Building Reliable LLM Features: What Production Actually Demands

A working demo takes an afternoon. You point a prompt at an endpoint, paste in a few examples, and it answers. It feels finished. Then real people start using it, with messy inputs and actual stakes, and you find out the demo was the easy part.

I work on systems where reliability isn’t optional, so I’ve had to be deliberate about the layer around the model rather than the model itself. None of what follows is clever. It’s just the set of habits that have kept these features trustworthy, and the ones I wish I’d had in place earlier.

Treat the model like a service that can lie to you

Every other dependency in your system has a contract. A database returns rows or an error. An API returns a status code. A model returns text that reads well whether or not it’s correct, which is the trickiest kind of output to handle, because being wrong looks a lot like being right.

So I wrap a model call the way I’d wrap any flaky external service, and I don’t trust the raw response. Ask for structured output, then check that it actually has the shape you expected before anything downstream sees it.

def extract_fields(text: str) -> Fields | None:
    for attempt in range(2):
        raw = call_model(prompt(text), timeout=10)
        try:
            return Fields.model_validate_json(raw)
        except ValidationError:
            log.warning("invalid model output", attempt=attempt, raw=raw)
    return None  # the caller decides what a miss means

That last line matters more than it looks. The model will miss sometimes. What your system does on a miss is what decides whether people can rely on it.

Decide how you’ll measure it before you tune it

The temptation is to keep editing the wording until the output looks good on the two or three examples you happen to be staring at. I’ve done it. It isn’t measurement, it’s hoping.

Before touching the prompt, I put together a small set of real inputs with known-good answers. Thirty to fifty is enough to be useful, and you usually have an afternoon to build it. Where you can, score with plain assertions: a field is present, a number is in range, a phrase must or must not appear. For the fuzzy cases, like whether a summary is faithful to its source, you can have a model grade the output, but check the grader against your own judgment first so you actually trust it.

Once you have that set, every prompt change becomes a number that moves instead of a vibe. You’ll catch the case where fixing one example quietly breaks four others, which is exactly the failure that ships when you’re eyeballing.

Keep your prompts in version control

A prompt sitting in a string literal that somebody edited during a hotfix is an incident waiting to happen. Treat prompts like the code they are. Keep them in source control, tag each output with the version that produced it so a regression is traceable, and change one thing at a time. If you adjust the prompt and switch models and bump the temperature all at once, you’ve learned nothing when the quality moves.

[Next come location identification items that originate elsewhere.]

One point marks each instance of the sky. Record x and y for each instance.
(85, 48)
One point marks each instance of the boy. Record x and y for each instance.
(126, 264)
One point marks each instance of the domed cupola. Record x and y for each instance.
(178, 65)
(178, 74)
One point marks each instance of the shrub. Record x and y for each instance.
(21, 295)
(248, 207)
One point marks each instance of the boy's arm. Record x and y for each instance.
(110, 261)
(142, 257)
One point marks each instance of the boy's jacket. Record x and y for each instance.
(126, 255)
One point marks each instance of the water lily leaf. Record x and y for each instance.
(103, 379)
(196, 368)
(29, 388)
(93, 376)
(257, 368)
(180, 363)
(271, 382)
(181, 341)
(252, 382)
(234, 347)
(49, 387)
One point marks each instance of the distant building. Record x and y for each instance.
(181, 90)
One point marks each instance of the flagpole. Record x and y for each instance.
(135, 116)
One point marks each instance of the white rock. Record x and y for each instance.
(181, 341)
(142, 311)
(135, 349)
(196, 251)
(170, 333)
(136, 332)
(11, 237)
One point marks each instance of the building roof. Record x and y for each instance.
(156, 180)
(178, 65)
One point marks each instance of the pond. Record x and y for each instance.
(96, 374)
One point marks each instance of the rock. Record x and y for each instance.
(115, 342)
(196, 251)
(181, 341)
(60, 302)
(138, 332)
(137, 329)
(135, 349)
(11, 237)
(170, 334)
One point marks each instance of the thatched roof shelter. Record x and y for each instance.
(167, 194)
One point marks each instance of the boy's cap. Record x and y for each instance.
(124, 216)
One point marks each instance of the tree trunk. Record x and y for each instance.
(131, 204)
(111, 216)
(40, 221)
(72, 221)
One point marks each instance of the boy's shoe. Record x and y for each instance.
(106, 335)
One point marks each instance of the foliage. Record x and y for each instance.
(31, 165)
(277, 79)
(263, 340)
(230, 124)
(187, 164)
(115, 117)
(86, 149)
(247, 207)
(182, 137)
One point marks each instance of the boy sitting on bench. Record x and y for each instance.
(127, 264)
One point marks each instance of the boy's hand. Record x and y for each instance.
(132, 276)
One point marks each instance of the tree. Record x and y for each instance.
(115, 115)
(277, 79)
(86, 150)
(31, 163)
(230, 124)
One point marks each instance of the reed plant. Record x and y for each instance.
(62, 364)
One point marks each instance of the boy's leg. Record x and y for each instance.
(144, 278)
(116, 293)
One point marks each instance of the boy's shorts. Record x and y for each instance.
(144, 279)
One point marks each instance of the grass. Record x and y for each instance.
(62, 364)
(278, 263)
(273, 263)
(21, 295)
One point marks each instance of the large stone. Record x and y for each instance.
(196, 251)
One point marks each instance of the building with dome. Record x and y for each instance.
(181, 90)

Watch what it costs and how long it takes

Two model calls chained together feel fine in a demo. Five of them in an agent loop, each waiting on the last, is a twenty-second response and a bill that climbs with every success. A few things that have saved me real money and time: use the smallest model that still passes your eval set instead of reaching for the biggest one out of caution; cache aggressively, because real traffic repeats itself more than you’d expect; and stream the response when a person is waiting, because text appearing as it’s generated feels far faster even when the total time is the same.

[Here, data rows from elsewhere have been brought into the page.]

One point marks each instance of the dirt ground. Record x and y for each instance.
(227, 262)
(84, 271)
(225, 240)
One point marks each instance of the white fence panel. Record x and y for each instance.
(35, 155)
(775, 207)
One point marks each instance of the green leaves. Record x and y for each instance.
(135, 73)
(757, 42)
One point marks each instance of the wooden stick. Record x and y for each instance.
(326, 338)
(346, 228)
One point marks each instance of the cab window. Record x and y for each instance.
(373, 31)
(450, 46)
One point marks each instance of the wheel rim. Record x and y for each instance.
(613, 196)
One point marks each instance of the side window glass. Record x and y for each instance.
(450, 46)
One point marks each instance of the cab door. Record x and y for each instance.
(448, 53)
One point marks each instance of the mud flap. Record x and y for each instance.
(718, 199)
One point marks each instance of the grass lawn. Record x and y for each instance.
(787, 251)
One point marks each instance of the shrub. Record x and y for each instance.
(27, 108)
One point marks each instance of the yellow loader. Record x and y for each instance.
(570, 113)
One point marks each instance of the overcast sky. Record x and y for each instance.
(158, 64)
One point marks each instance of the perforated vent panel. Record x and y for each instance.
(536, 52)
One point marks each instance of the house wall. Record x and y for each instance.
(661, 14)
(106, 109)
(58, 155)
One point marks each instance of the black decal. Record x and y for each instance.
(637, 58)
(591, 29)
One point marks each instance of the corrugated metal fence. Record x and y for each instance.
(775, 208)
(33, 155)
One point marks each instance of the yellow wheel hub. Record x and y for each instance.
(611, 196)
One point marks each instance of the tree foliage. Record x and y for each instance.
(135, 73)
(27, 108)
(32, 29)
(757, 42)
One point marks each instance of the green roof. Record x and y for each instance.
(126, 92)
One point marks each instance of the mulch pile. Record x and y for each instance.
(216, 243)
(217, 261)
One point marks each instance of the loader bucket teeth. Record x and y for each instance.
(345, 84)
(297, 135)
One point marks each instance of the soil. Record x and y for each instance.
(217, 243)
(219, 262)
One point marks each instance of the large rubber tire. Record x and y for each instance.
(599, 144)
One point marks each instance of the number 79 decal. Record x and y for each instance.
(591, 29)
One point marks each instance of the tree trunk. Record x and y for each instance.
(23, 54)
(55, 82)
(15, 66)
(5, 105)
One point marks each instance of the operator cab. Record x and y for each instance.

Plan for the answer being wrong

Reliability isn’t a high score on your eval set. It’s what the user experiences on the day the model is confidently wrong, and that day comes. So decide that experience on purpose. A clear “try again.” A way to fall back to a non-AI path. An easy correction when the answer is close but off. A person checking anything you can’t undo.

The features I’ve seen people actually trust weren’t the ones with the cleverest prompts. They were the ones built by someone who assumed the model would fail and made sure that failure was survivable. That’s most of the work, and it’s the part the demo never shows you.